Ultimatum per gli ultimi cristiani di Mosul: conversione, tributo o spada

Cristiani in fuga da MosulConversione all’islam, pagare il tributo (jizya) o affrontare la spada. E’ questo il drammatico ultimatum imposto dai terroristi dell’Isis, l’esercito del califfo al Baghdadi, ai circa 500 cristiani ancora presenti a Mosul, la seconda città più grande dell’Iraq. Le loro case sono state marchiate con la lettera “N” di “nasara” (cristiano), in maniera che siano ben identificabili, anche perché, secondo quanto riferito dall’Assyrian International News Agency (Aina), «lo Stato islamico ha ordinato agli ufficiali governativi di non distribuire ai cristiani le razioni di acqua e cibo, cui hanno diritto tutti gli altri abitanti sunniti in difficoltà, in una città dove non c’è più lavoro a causa della guerra. Oltre ai cristiani, anche gli sciiti non potranno ricevere gli aiuti».

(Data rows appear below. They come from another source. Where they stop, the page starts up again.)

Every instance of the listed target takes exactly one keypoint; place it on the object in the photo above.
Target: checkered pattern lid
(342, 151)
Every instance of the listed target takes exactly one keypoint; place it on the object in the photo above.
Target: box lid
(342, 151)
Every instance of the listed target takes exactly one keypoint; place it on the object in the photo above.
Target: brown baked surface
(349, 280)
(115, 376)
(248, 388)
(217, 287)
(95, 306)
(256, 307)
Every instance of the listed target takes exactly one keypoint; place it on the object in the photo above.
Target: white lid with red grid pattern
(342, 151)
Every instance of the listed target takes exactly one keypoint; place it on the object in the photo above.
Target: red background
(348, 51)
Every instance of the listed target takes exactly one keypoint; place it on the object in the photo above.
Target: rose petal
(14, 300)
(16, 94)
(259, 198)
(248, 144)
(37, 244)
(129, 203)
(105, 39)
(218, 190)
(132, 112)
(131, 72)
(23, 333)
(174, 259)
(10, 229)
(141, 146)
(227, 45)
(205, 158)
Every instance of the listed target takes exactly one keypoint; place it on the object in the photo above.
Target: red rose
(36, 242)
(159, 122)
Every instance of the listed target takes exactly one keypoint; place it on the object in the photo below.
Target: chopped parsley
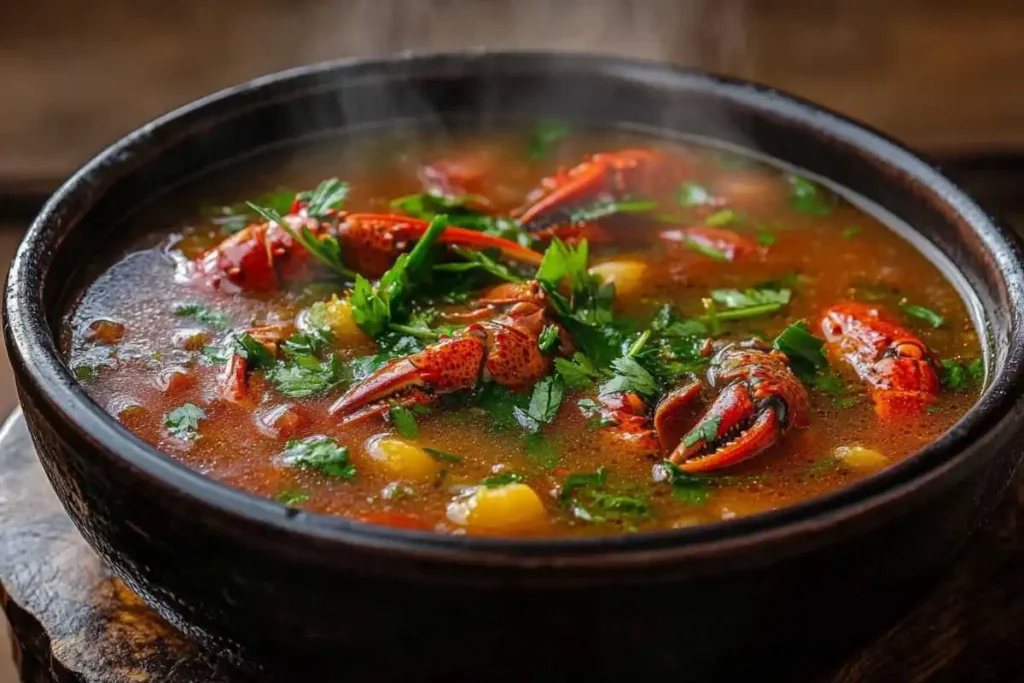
(326, 197)
(442, 457)
(605, 209)
(544, 403)
(182, 422)
(806, 197)
(803, 349)
(502, 479)
(922, 313)
(404, 421)
(692, 195)
(321, 454)
(292, 497)
(548, 338)
(546, 138)
(374, 307)
(203, 314)
(962, 375)
(687, 488)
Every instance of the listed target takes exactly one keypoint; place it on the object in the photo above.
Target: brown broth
(833, 261)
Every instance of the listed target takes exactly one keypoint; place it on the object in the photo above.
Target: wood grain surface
(941, 74)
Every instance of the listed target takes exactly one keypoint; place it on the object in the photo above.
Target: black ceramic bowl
(268, 585)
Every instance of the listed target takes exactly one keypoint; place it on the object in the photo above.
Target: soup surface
(523, 333)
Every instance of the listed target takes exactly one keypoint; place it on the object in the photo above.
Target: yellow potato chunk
(860, 459)
(336, 314)
(626, 275)
(513, 507)
(396, 457)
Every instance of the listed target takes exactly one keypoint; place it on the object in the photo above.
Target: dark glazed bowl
(279, 588)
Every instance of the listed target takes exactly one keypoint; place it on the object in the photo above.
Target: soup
(540, 332)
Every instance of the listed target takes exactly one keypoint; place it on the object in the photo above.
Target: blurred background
(943, 75)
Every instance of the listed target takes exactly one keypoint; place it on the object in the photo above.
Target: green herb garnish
(922, 313)
(203, 314)
(182, 422)
(321, 454)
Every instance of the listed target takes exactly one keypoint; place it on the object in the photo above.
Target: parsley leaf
(544, 403)
(548, 338)
(546, 137)
(922, 313)
(291, 497)
(327, 196)
(182, 422)
(687, 488)
(478, 259)
(803, 349)
(404, 421)
(502, 479)
(579, 373)
(442, 457)
(690, 195)
(324, 248)
(630, 376)
(605, 209)
(321, 454)
(203, 314)
(304, 376)
(962, 375)
(579, 480)
(706, 430)
(257, 356)
(808, 198)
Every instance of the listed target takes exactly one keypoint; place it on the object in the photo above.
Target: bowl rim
(40, 369)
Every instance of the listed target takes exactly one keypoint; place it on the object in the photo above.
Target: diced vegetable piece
(398, 458)
(628, 276)
(335, 314)
(507, 509)
(860, 459)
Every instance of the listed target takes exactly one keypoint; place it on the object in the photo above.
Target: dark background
(945, 76)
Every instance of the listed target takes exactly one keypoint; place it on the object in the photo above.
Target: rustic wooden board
(73, 622)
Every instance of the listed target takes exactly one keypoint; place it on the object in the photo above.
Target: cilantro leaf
(303, 376)
(579, 480)
(442, 457)
(327, 196)
(803, 349)
(291, 497)
(806, 197)
(706, 430)
(182, 422)
(546, 137)
(502, 479)
(922, 313)
(962, 375)
(605, 209)
(404, 421)
(321, 454)
(478, 259)
(579, 373)
(325, 248)
(630, 376)
(691, 195)
(687, 488)
(544, 403)
(203, 314)
(548, 338)
(257, 356)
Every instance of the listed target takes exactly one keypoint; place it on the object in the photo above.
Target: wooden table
(73, 622)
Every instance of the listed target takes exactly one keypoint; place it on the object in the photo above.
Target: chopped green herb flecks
(183, 421)
(922, 313)
(320, 454)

Mosul è una città letteralmente svuotata dalla presenza cristiana. Nello spazio di soli dieci anni si è passati dalle 100.000 presenze del 2004 alle 5.000 del giugno 2014. Oggi, dopo gli ultimi violenti e ripetuti attacchi ad opera dei gruppi islamici radicali, alle poche centinaia di cristiani rimasti, la fuga verso Erbil, Dohuk o altre località del Kurdistan iracheno, considerate più sicure, è l’unica possibilità per evitare di dover scegliere tra la conversione all’islam, il pagamento del tributo o la sicura morte.

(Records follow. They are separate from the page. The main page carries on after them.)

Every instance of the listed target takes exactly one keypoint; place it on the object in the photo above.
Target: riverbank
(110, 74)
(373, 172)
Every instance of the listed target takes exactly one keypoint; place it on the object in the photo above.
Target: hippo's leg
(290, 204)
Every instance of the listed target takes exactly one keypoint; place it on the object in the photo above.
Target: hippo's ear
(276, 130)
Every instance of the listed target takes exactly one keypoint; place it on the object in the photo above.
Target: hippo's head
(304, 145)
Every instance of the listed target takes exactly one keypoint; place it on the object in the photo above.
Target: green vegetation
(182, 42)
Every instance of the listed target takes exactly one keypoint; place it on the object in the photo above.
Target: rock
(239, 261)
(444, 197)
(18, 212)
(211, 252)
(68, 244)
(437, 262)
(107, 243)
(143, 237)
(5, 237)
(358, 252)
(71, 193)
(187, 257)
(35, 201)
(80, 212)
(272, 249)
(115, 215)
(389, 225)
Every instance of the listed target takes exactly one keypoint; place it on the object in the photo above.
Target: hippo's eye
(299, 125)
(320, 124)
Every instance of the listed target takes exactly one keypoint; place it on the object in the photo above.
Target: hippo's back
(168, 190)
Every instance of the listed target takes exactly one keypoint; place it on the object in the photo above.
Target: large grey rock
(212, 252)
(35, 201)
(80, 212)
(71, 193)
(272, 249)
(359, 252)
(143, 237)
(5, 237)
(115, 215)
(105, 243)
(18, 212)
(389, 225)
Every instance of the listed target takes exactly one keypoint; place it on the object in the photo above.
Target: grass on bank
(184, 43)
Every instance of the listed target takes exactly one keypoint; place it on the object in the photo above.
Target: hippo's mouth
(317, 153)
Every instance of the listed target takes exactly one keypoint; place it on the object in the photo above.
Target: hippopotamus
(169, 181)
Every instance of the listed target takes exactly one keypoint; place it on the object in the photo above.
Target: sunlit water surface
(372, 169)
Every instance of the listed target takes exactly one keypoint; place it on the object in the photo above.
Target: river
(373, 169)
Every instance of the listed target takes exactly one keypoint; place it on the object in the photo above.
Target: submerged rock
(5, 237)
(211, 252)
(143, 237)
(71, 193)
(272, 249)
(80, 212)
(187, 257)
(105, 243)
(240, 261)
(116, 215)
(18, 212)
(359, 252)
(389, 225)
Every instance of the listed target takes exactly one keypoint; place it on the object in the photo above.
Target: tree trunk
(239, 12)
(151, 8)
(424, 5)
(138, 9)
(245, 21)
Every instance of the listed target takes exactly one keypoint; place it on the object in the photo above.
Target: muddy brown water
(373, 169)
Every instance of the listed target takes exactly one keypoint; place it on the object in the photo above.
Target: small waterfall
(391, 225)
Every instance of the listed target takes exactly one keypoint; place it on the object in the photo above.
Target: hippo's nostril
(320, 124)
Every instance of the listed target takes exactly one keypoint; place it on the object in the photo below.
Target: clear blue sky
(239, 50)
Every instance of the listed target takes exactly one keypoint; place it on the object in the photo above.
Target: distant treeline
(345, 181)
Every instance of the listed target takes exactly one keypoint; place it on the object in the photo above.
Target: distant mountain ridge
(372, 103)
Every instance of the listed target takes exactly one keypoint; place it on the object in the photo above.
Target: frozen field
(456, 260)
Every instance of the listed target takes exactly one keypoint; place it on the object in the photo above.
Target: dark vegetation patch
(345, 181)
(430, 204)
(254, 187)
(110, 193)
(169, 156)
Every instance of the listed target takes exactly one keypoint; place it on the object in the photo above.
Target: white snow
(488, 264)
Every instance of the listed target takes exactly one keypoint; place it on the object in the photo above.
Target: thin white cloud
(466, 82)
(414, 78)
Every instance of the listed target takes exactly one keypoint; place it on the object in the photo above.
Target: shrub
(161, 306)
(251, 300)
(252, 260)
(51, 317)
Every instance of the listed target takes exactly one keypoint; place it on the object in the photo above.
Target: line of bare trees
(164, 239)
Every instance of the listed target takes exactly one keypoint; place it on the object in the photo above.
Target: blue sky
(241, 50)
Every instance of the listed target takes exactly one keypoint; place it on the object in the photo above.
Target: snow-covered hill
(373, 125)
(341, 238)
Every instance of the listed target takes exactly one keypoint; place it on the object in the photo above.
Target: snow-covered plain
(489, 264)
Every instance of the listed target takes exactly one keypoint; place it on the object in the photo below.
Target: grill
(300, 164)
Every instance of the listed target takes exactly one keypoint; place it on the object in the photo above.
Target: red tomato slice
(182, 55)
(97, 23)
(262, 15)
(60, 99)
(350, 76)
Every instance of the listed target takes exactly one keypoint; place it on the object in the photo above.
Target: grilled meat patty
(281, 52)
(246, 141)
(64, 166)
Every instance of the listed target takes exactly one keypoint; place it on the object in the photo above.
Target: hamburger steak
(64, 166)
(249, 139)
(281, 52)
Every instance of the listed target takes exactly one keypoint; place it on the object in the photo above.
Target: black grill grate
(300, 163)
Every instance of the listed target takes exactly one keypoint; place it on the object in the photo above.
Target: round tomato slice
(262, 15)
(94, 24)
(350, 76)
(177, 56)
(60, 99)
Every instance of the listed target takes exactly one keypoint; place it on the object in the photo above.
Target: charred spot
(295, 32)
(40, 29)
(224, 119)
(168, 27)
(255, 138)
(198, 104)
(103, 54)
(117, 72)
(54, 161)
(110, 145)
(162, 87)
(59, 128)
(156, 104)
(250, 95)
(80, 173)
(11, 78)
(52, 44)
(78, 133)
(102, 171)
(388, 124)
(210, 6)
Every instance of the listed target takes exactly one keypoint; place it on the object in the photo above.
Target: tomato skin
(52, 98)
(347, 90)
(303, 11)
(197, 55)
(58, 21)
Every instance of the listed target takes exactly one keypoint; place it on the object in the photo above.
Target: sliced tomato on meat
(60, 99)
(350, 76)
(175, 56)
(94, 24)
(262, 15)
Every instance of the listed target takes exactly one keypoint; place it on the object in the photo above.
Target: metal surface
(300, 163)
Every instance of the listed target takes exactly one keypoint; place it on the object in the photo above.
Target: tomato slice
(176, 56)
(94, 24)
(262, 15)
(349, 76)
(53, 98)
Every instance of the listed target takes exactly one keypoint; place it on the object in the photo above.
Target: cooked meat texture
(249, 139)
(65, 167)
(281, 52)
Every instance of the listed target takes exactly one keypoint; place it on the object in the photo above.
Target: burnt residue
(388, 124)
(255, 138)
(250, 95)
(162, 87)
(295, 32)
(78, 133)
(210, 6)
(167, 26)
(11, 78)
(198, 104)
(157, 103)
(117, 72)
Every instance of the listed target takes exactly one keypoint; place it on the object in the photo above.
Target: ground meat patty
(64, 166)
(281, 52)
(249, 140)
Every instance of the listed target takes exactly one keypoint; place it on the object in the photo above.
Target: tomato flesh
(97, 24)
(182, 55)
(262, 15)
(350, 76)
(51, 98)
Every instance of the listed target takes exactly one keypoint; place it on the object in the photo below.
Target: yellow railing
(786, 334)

Il Vescovo ausiliare caldeo di Bagdad, Mons. Saad Syroub, dopo l’abbandono forzato di Mosul da parte di numerose famiglie cristiane, come riporta l’agenzia Fides, ha dichiarato: «Siamo senza parole, perché quanto successo è davvero scioccante. I cristiani sono a Mosul da secoli e quelle famiglie sono state improvvisamente strappate via dalla loro città, dalla loro casa, dalla loro vita. Siamo davvero preoccupati per il futuro dei cristiani in questo Paese». Mons. Saad Syroub prosegue la sua drammatica denuncia, sottolineando come, non fosse «mai accaduto che i cristiani fossero cacciati dalle proprie case come se non avessero alcun diritto. Purtroppo è questa la realtà oggi in Iraq, soprattutto a Mosul. Le nostre peggiori paure si stanno avverando e non sappiamo come reagire. È ormai troppo tempo che in Iraq non c’è sicurezza e la gente è terrorizzata, specialmente i nostri fedeli».

Ci auguriamo che le parole di mons. Saad Syroub scuotano la comunità internazionale ad intervenire, per porre fine alle violenze e all’esodo forzato dei cristiani dall’Iraq.